1 slice bread, dried and crusts removed
1/8 cup milk
1/2 tablespoon mayonnaise
1/2 tablespoon Worcestershire sauce
1/2 tablespoon parsley flakes
1/2 tablespoon baking powder
1/2 teaspoon Old Bay Seasoning
1/8 teaspoon salt
1/2 tablespoon lemon juice
1 egg, beaten
1/2 lb fresh crabmeat
1 tablespoon butter
1 tablespoon oil (vegetable)
2 ounces cheddar cheese, 2 x 0 . 5 slices
6 tablespoons onions, caramelized
3 1/2 ounces shrimp, boiled
2 slices tomatoes, fresh sliced
4 pieces frisee (eg oakleaf etc) or 4 pieces other curly leaf lettuce (eg oakleaf etc)
1/4 cup mayonnaise
1/8 cup sweet pickle relish, drained
2/3 teaspoon instant minced onion
2/3 teaspoon lemon juice
1/4 tablespoon sugar
1/2 teaspoon celery seed
1/2 teaspoon garlic powder
4 slices white bread, thick slices toasted (Wonder hot dog buns)

Steps:

  • Carefully run fingers through crab meat, being sure not to break lumps, picking out excess shell.
  • Break up bread pieces, and add milk and toss in bowl.
  • Beat eggs, in a mixing bowl.
  • Add mayonnaise, Worcestershire sauce, lemon juice, baking powder, and seasonings to this mix, throughly stir this.
  • Add crab meat carefully to bowl of mixed ingredients, and with spatula or hands, mix just until moistened.
  • Form a burger gently, and let sit for at least 30 minutes in a refrigerator.
  • Melt butter and oil in skillet, just until melted.

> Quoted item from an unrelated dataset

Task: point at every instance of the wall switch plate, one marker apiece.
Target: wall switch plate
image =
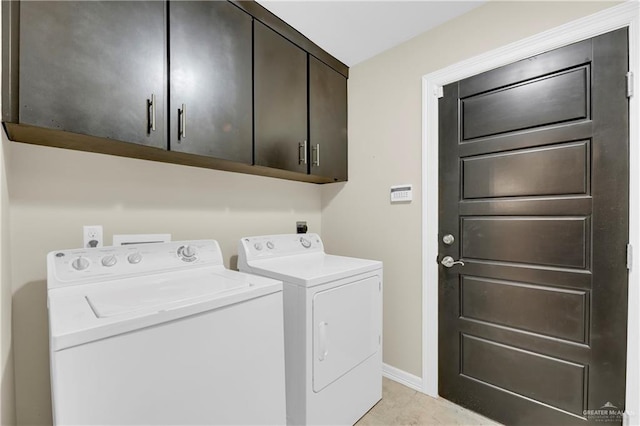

Carefully add crab burger to skillet, and brown on each side, and just heat through.
  • Serve sitting a top a Wonder hot dog roll, or two pieces of white bread, coupled with side additions. Feel free to add, caramelized onion, a couple of steamed shrimp, tomato, cheddar cheese, (Vermont), Boston lettuce and tartar sauce.

Tips:

  • Choose the right ground beef: Opt for a blend of 80% lean and 20% fat to ensure juicy burgers.
  • Season the beef simply: Salt and pepper are all you need to let the beef's flavor shine through.
  • Form the patties gently: Handle the beef as little as possible to prevent tough burgers.
  • Use a hot skillet: Sear the burgers over high heat to create a flavorful crust.
  • Don't overcrowd the skillet: Cook the burgers in batches if necessary to avoid steaming.
  • Flip the burgers only once: Resist the urge to flip the burgers multiple times, as this will result in dry burgers.
  • Use a meat thermometer: Ensure the burgers reach an internal temperature of 160°F for medium-rare, 165°F for medium, or 170°F for well-done.
  • Let the burgers rest: Allow the burgers to rest for a few minutes before serving to redistribute the juices.
  • Experiment with toppings: Explore a variety of toppings such as cheese, bacon, lettuce, tomato, onion, pickles, and condiments to create unique flavor combinations.

Conclusion:

With careful attention to detail and a few simple techniques, you can create mouthwatering burgers that will satisfy any craving. Whether you prefer a classic cheeseburger, a spicy jalapeño burger, or a veggie-packed black bean burger, there's a recipe here to tantalize your taste buds. So fire up the grill or heat up the skillet, and get ready to indulge in the ultimate burger experience!